Step 3: Verify data cleansing

After you create a trigger, you can write data to Tablestore and query the data to verify whether the data is cleansed as expected.

  1. Write code.

    1. On the Functions page, click the name of the required function.

    2. On the function details page, click the Code tab to write code in the code editor.

      In this example, the function code is written in Python.

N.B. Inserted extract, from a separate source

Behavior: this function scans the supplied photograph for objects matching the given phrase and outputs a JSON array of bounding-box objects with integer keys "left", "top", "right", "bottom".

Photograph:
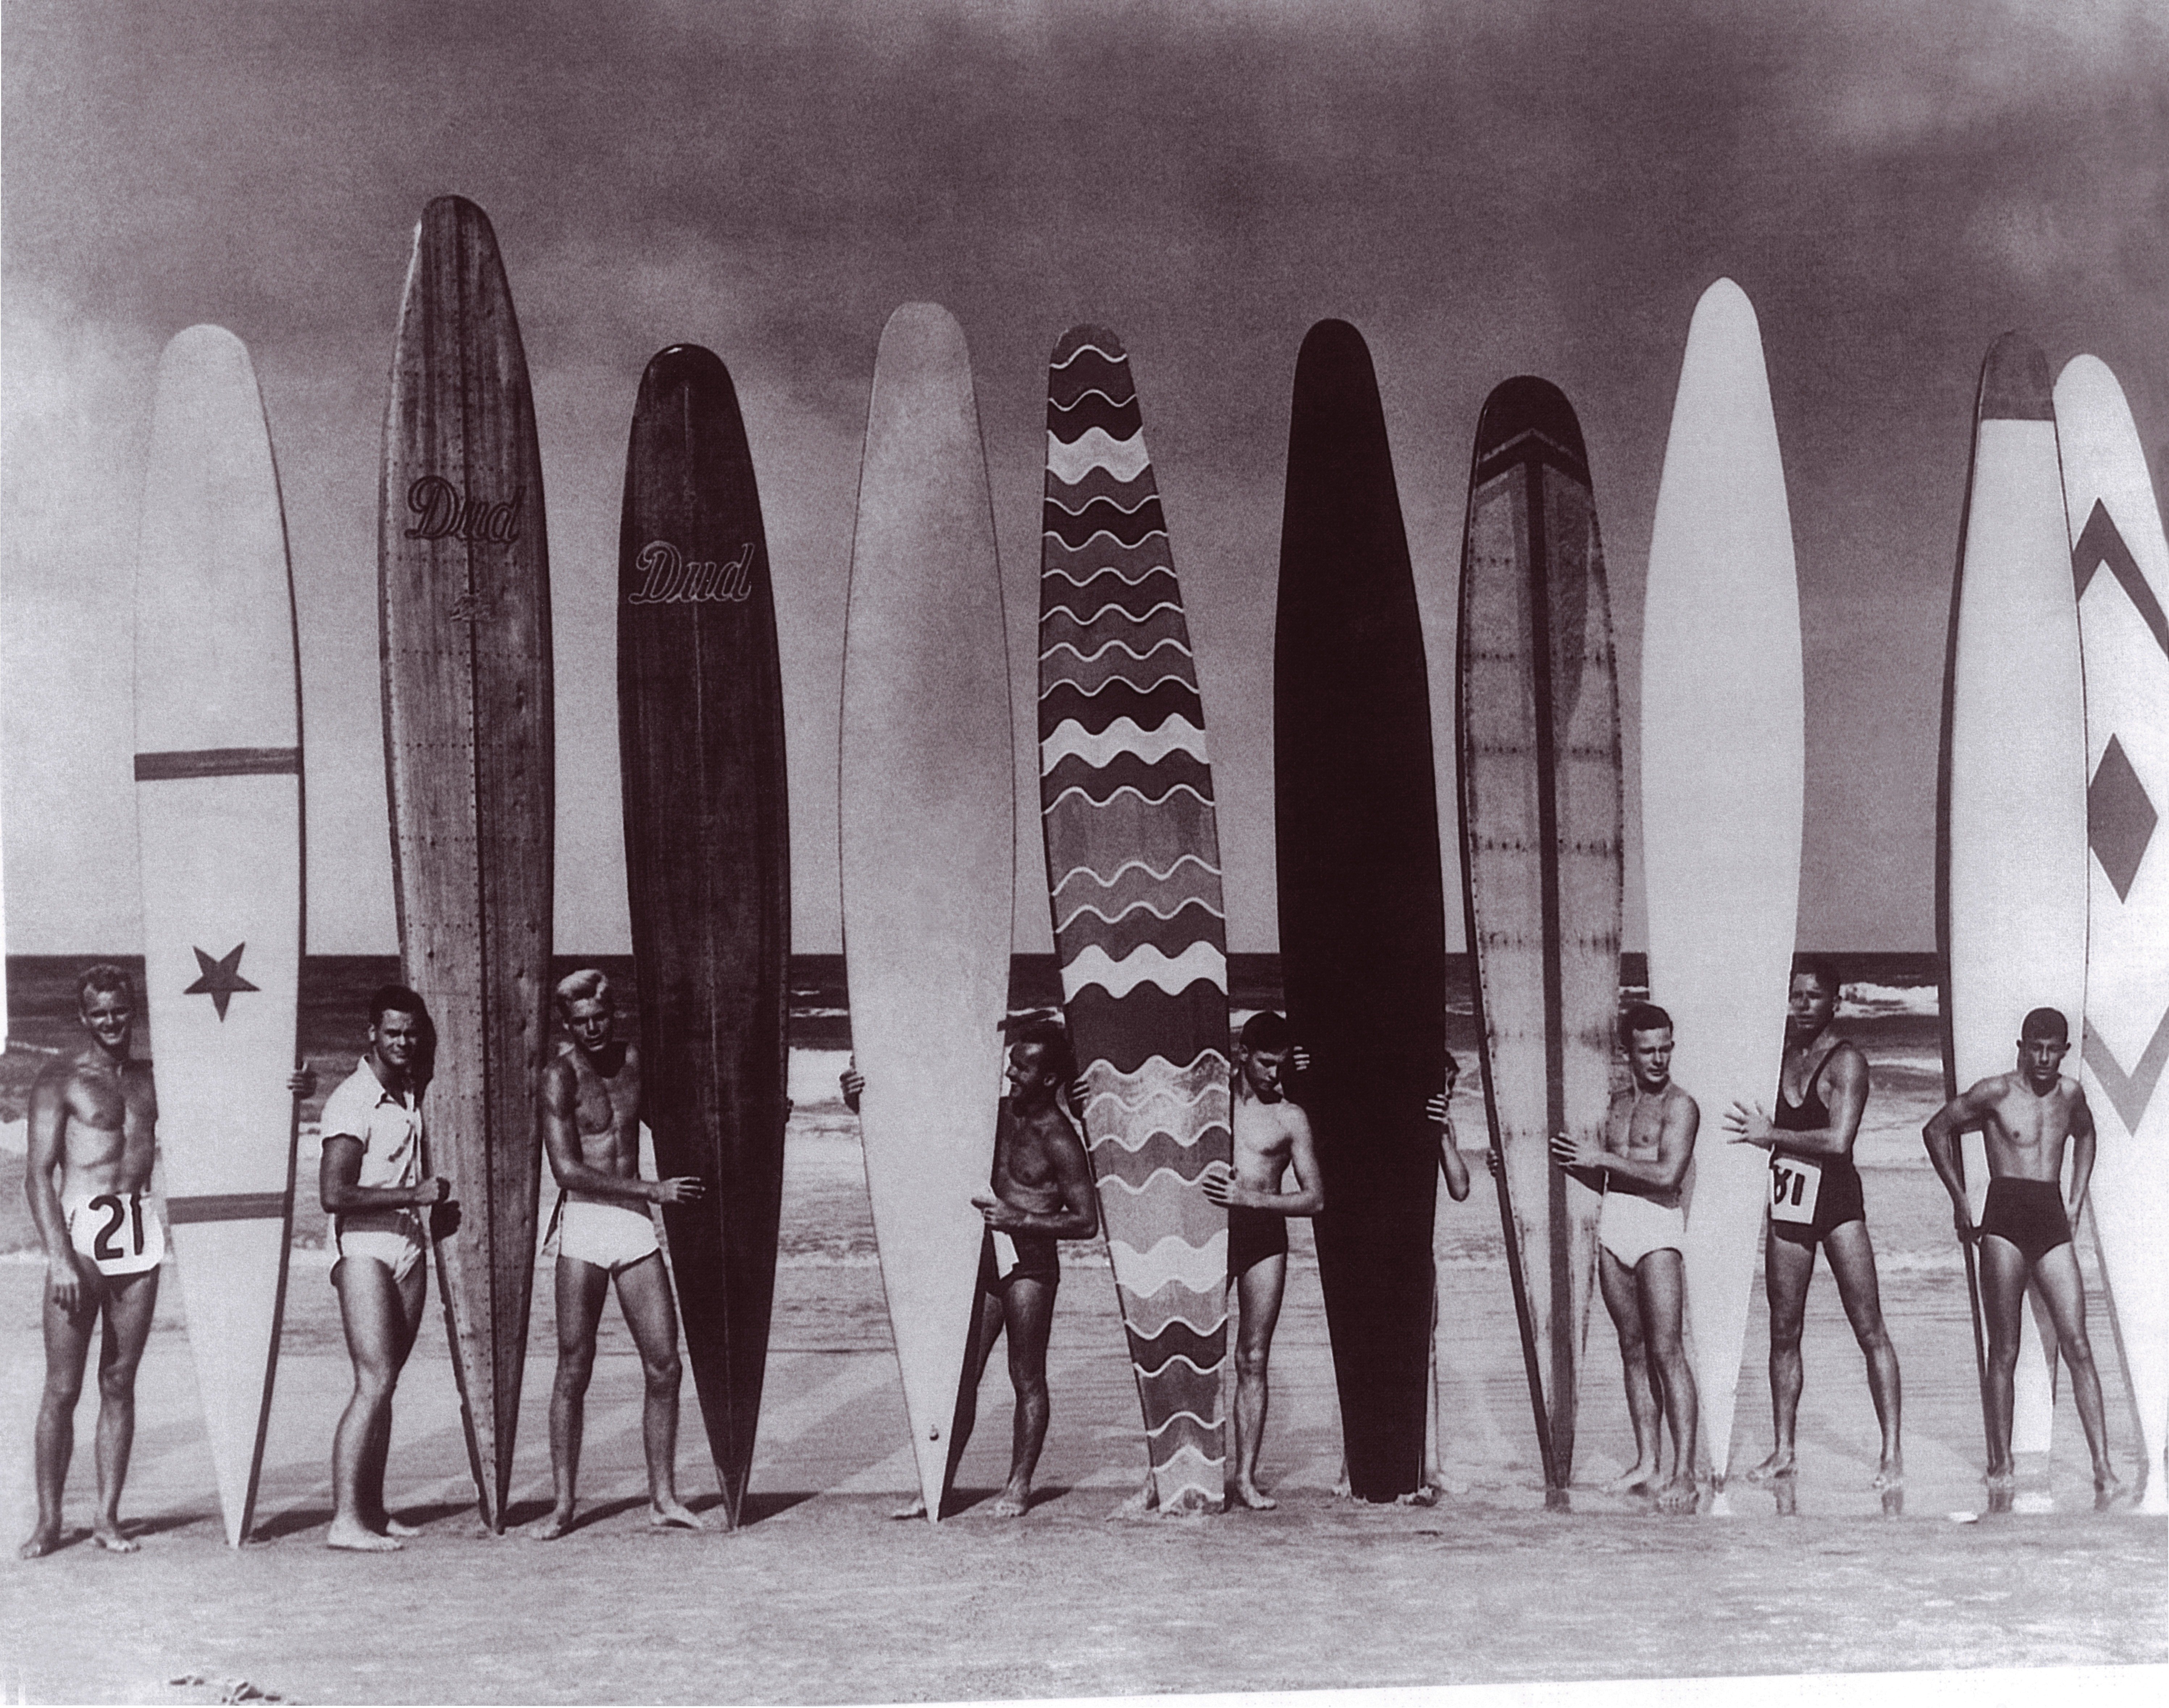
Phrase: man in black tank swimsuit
[{"left": 1723, "top": 957, "right": 1902, "bottom": 1492}]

Set the following parameters to actual values: INSTANCE_NAME, REGION, and ENDPOINT.

      #!/usr/bin/env python
      # -*- coding: utf-8 -*-
      import cbor
      import json
      import tablestore as ots
      INSTANCE_NAME = 'distribute-test'
      REGION = 'cn-shanghai'
      ENDPOINT = 'http://%s.%s.vpc.tablestore.aliyuncs.com'%(INSTANCE_NAME, REGION)
      RESULT_TABLENAME = 'result'
      def _utf8(input):
          return str(bytearray(input, "utf-8"))
      def get_attrbute_value(record, column):
          attrs = record[u'Columns']
          for x in attrs:
              if x[u'ColumnName'] == column:
                  return x['Value']
      def get_pk_value(record, column):
          attrs = record[u'PrimaryKey']
          for x in attrs:
              if x['ColumnName'] == column:
                  return x['Value']
      # The obtained credentials can be used to access Tablestore because the AliyunOTSFullAccess policy is attached to the role. 
      def get_ots_client(context):
          creds = context.credentials
          client = ots.OTSClient(ENDPOINT, creds.accessKeyId, creds.accessKeySecret, INSTANCE_NAME, sts_token = creds.securityToken)
          return client
      def save_to_ots(client, record):
          id = int(get_pk_value(record, 'id'))
          level = int(get_attrbute_value(record, 'level'))
          msg = get_attrbute_value(record, 'message')
          pk = [(_utf8('id'), id),]
          attr = [(_utf8('level'), level), (_utf8('message'), _utf8(msg)),]
          row = ots.Row(pk, attr)
          client.put_row(RESULT_TABLENAME, row)
      def handler(event, context):
          records = cbor.loads(event)
          #records = json.loads(event)
          client = get_ots_client(context)
          for record in records['Records']:
              level = int(get_attrbute_value(record, 'level'))
              if level > 1:
                  save_to_ots(client, record)
              else:
                  print ("Level <= 1, ignore.")
  2. Write data to the data table named source_data. Enter the values of the id, level, and message fields and query the cleansed data in the table named result.

    • When you write a log in which the value of the level field is greater than 1 to the source_data table, the log is synchronized to the result table.

    • When you write a log in which the value of the level field is less than or equal to 1 to the source_data table, the log is not synchronized to the result table.